My sister is a tornado.
My sister is the end of the line my sister is the locked door
my sister is a shot in the dark.
My sister is waiting for me.
My sister is a falling tree.
My sister is a bricked-up window.
My sister is a wishbone my sister is the night train
my sister is the last packet of crisps my sister
is a long lie-in.
My sister is a forest on fire,
My sister is a sinking ship.
My sister is the last house on the street.''
Writing
Ms Johnson is an admirer of Stephen King. It shows. She has a style all her own though, and I mean that in a good way.

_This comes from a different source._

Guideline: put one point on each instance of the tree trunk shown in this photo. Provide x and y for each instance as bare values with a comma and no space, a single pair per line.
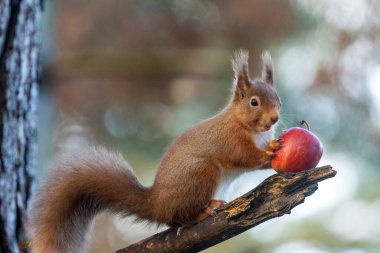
19,75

She uses sentence fragments extremely well and I was impressed by a number of her neologisms, e.g., They live in a "rankled, bentouttashape, dirtyallover" house; their dead father was a "howlingbanderlootinggrifter"; the other girls at school are "judderingwitches, ranksalivafaces."
Bottom line
Celeste Ng, an author I admire greatly (Everything I Ever Told You, Little Fires Everywhere) described this book as "weird and wild and wonderfully unsettling." That goes for me too.